Siamo nel 2016, quelli che sono nati dopo la fine del PCI ormai si sono laureati e se qualcuno pronuncia in loro presenza la parola “comunismo” non hanno reazioni allarmate o di rigetto. Peggio: non hanno reazioni. E’ come se gli si raccontasse di Zeus o del liocorno. Lo so, mio figlio ha 26 anni.
Però ha ancora meno speranze dei ragazzi di Berlinguer, vive in una società che offre ancora meno sicurezza di vita e di lavoro e gli altri drammi che evocava Enrico si sono incancreniti.
Volavamo alto, allora. Non ci limitavamo a chiedere lavoro, stato sociale, giustizia. Volevamo costruire una società in cui l’individuo non era la rotella di un ingranaggio, ma una persona libera perché non repressa nel suo anelito nobile di far brillare la fiammella etica che è dentro ognuno di noi: la vera libertà, non quella che offre l’individualismo, che è libertà di prevalere sugli altri.
Siamo nel 2016 e tra qualche giorno ci riuniremo a Roma per ricostruire una prospettiva di sinistra in questo Paese, dopo che il PD, che non si sa con quale faccia ritiri fuori di tanto in tanto il santino di Berlinguer, ha definitivamente cancellato quelle sue parole del ’72, seppellendole sotto un profluvio di modernismi funzionali al liberismo senza ideali.
Siamo nel 2016 e non nel 1972, ma io vorrei che a Cosmopolitica si tornasse a volare alto, nonostante il nome che sembra uno scherzo, e che non si ciondolasse tra tavoli tematici per tirare fuori qualche idea brillante e un po’ fricchettona, ma che fa tanta narrazione.

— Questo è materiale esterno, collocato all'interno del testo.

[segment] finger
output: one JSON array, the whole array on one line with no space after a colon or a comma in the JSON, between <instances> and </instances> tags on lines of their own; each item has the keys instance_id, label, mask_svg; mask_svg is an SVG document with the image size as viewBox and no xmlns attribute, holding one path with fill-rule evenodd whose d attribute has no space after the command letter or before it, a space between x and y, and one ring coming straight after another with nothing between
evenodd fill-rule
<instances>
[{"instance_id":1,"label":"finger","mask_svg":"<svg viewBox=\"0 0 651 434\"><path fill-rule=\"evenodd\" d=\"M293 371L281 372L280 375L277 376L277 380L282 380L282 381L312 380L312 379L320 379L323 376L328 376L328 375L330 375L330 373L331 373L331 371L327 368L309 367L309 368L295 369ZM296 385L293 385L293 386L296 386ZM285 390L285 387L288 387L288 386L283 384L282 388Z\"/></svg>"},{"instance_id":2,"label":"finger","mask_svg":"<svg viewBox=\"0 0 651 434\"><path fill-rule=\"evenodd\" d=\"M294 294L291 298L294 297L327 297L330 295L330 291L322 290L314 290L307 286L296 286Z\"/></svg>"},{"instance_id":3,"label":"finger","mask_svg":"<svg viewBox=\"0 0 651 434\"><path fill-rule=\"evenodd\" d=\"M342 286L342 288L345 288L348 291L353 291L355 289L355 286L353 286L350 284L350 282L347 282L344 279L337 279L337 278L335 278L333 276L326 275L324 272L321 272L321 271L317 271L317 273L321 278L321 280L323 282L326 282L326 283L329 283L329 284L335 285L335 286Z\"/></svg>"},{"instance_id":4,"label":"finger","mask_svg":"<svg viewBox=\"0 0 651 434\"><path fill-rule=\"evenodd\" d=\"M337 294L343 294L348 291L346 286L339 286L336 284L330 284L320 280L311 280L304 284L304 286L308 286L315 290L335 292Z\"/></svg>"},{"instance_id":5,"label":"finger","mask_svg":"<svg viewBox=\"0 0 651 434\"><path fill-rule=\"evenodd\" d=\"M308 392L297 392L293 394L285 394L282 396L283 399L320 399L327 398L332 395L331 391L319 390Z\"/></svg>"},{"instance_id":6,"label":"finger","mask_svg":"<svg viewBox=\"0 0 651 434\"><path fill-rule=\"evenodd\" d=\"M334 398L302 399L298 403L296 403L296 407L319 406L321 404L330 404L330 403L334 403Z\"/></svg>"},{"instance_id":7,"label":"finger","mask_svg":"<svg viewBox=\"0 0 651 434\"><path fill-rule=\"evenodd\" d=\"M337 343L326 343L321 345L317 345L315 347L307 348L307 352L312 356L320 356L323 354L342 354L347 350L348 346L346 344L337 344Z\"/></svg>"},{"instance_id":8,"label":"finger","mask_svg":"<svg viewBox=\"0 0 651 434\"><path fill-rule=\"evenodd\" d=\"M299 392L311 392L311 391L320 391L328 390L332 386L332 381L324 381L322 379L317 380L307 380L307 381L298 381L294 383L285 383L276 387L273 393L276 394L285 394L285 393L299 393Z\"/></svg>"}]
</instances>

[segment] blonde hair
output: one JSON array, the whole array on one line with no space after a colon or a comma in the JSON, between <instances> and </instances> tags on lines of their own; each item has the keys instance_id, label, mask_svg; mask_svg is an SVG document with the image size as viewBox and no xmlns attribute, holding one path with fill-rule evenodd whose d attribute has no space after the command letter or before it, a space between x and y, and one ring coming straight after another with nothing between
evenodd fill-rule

Vorrei, nel 2016, rinverdire quelle parole del 1972 perché sono parole di sempre, parlano di progetto di un’altra società, non si accontentano di sfrondare delle più evidenti ingiustizie lo squallore nichilista di questa in cui annaspiamo, di correggere con qualche tatticismo improvvisato alla Pisapia le sue più lampanti storture.
Mi piacerebbe, oggi, 44 anni dopo, tornare a parlare di quello scarto che indicava Berlinguer tra la società attuale di passioni tristi e quella futura di dispiegamento della dignità dell’uomo.
Ripartire da quella proposta di senso, oltre che politica, con coraggio radicale.
Se il progetto di rinascita della sinistra fosse partito con questo spirito di critica profonda dell’esistente non sarebbe rimasto impastoiato nel basso profilo del dibattito sulle alleanze alle amministrative, approdato ad un mosaico pasticciato di posizionamenti, un parapiglia indotto dalla paura di osare troppo.
E’ arrivato il momento di tornare ad osare.